Ricardo Hernandez Espinoza, a student at Orange High School, will always remember the moment when he learned that he’d been accepted into a unique full-ride scholarship program that would mentor him through high school and prepare him for entry into Chapman University.

“My mom and dad and two sisters were around me,” Espinoza recalls. “When I opened it, the letter said I was accepted. We all just broke down crying.”

Those tears of joy were thanks to the Simon Family Foundation. The Simon STEM Scholars Program launched in 2015 as a partnership between Chapman and Orange High School. The program offers select students who plan to major in a STEM discipline – science, technology, engineering or math – unique mentorship to prepare them for admission to Chapman, as well as a full scholarship. Recently the foundation deepened its commitment to the Chapman partnership, endowing it with a $6 million gift.

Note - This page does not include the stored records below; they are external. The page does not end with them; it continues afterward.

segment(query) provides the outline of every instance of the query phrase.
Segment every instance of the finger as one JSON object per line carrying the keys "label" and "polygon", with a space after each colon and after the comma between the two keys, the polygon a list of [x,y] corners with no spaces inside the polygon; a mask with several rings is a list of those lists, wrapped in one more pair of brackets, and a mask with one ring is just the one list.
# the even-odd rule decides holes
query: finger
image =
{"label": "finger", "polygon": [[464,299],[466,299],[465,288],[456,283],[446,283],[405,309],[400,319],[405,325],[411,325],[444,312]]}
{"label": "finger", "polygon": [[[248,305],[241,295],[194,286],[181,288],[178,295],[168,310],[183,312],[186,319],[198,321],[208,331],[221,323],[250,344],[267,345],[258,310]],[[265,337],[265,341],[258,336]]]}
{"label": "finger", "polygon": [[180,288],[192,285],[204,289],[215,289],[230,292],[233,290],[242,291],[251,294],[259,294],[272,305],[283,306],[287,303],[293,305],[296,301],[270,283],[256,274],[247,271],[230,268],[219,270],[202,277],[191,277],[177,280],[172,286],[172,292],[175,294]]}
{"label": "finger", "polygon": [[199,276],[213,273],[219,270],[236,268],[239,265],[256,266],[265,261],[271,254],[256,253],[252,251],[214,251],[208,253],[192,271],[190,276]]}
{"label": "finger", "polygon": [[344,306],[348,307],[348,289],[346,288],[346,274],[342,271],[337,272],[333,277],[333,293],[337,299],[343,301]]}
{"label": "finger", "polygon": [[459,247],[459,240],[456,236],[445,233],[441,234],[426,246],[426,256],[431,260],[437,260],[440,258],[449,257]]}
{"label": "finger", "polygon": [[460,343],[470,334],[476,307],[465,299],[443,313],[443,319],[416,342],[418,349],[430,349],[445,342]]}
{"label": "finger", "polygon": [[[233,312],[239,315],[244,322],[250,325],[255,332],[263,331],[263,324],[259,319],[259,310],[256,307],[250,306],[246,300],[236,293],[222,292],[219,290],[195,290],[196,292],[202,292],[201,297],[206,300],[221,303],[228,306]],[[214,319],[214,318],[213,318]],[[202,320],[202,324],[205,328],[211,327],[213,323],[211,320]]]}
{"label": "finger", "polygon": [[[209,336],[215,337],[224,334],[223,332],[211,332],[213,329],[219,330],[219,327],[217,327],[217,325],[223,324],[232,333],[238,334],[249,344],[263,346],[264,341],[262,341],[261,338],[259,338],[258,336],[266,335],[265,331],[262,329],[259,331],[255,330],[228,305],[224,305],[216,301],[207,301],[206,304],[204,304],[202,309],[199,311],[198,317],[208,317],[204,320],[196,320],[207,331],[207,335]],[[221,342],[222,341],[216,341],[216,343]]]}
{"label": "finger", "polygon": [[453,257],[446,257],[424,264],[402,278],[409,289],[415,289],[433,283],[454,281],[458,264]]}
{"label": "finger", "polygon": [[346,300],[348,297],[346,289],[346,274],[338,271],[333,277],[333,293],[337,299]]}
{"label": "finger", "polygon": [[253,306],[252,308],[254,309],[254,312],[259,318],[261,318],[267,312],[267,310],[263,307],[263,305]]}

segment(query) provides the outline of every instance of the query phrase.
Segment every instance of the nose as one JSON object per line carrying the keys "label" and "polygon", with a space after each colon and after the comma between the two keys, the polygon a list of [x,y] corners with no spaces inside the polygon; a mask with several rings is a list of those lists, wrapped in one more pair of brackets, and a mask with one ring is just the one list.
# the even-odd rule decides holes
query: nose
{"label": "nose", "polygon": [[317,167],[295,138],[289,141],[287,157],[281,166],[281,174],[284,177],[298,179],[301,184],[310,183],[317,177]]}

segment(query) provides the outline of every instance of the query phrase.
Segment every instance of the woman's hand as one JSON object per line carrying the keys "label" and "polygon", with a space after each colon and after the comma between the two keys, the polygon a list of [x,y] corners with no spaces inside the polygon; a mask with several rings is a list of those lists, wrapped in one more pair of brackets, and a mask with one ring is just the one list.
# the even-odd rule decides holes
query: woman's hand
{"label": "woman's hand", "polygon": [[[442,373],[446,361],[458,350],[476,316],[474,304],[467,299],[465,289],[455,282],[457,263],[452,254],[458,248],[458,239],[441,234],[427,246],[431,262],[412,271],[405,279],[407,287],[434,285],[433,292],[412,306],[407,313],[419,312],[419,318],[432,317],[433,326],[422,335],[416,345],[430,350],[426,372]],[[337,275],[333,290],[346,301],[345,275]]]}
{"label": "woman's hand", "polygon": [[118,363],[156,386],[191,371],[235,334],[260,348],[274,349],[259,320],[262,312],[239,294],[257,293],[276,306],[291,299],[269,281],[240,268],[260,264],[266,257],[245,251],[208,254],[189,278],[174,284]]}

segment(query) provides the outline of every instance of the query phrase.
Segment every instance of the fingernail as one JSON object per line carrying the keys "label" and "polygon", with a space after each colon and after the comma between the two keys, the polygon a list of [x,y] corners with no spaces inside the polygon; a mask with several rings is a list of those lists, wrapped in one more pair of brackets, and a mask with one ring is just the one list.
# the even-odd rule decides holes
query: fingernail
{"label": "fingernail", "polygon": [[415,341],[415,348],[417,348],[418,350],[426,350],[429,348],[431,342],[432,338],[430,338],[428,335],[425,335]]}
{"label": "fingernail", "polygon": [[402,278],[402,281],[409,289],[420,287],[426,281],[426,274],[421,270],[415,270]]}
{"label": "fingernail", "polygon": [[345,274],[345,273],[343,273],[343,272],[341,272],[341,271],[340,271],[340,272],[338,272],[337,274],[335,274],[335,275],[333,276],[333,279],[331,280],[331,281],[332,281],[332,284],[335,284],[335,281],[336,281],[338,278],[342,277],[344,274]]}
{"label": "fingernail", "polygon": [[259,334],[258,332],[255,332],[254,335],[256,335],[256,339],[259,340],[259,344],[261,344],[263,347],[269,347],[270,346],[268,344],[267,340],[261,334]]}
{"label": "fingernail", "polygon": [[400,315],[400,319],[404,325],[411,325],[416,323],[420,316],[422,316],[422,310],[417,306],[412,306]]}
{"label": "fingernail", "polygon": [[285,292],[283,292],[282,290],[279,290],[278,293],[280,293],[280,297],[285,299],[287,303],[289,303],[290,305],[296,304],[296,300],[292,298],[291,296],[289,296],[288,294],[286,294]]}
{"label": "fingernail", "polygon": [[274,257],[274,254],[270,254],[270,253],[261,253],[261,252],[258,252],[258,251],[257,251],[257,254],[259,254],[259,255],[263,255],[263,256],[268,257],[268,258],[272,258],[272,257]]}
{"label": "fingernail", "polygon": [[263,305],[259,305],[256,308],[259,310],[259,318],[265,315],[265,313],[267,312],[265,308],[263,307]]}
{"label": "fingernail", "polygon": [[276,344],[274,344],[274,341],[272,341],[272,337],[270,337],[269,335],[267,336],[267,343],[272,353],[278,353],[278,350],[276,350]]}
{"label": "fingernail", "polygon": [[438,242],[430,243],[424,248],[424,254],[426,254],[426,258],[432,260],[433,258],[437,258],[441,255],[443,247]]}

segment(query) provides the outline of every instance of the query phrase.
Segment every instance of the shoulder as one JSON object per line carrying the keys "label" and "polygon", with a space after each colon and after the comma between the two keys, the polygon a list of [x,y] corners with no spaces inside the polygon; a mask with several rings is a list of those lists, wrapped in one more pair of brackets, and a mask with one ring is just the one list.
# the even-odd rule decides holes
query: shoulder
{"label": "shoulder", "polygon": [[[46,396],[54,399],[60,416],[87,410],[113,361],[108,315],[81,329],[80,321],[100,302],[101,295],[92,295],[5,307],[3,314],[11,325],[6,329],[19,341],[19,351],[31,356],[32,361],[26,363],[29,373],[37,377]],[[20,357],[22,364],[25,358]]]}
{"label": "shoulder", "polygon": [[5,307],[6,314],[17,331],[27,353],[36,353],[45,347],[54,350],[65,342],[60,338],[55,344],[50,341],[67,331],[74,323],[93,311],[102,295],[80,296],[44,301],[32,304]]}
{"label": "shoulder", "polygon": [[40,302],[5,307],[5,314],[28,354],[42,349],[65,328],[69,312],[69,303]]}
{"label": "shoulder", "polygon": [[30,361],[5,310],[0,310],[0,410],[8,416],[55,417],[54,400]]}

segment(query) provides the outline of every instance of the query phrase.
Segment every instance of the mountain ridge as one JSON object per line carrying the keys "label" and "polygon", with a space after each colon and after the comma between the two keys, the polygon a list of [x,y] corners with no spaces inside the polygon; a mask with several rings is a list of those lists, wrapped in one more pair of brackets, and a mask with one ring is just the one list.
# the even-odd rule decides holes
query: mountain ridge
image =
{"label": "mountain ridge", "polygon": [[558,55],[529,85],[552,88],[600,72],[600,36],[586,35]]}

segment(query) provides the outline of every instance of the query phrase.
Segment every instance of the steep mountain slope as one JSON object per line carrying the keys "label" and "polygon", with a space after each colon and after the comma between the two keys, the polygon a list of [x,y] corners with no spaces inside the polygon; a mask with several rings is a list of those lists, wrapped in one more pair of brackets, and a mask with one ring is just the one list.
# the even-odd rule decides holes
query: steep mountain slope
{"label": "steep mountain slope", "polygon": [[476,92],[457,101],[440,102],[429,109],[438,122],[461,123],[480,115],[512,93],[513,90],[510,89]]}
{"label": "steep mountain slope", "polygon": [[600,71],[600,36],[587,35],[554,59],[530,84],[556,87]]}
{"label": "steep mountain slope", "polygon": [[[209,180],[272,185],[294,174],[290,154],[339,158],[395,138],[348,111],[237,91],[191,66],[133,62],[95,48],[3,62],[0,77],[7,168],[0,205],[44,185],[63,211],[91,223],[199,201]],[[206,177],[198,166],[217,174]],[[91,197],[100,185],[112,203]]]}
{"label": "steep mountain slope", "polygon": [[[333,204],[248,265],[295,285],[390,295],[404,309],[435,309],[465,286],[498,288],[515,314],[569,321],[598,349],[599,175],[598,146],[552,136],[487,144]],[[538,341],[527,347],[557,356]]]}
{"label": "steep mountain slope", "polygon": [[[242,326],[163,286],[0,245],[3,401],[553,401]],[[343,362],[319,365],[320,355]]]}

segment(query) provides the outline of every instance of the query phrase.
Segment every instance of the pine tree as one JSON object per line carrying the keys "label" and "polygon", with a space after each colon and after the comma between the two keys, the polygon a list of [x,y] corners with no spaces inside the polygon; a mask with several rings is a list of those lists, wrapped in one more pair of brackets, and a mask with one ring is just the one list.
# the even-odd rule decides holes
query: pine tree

Simon Scholar Kevin Jimenez Alvarado ’23 credits the scholarship support for setting him on a path to success. As a child, he had visited Chapman with his mother, who worked in the dining hall. He frolicked in Attallah Piazza and told his friends, “I’m going to go to school here.”

Later, he realized that the price of any college degree would be beyond his family’s financial means. While he considered other options, including enlisting in the military or taking on significant student loan debt, a high school counselor encouraged him to apply to the Simon Scholars program.

Acceptance changed his trajectory. He’s majoring in biology and plans to pursue nursing school after graduation.

“I wouldn’t have been able to make it to Chapman on my own,” says Simon Scholar Ricardo Hernandez Espinoza, who credits the Simon program of high school mentoring and scholarship support to his success at Chapman.

Just as important, he adds that he probably wouldn’t be the person he is today without Simon support. The program’s leadership activities helped him grow into a greater sense of himself, he says.

“It’s changed me a lot,” says Alvarado, who volunteers at St. Joseph Hospital in Orange. “It’s taught me the importance of working on a team and how you can go further as a team. And that it’s important to be there for others, too.”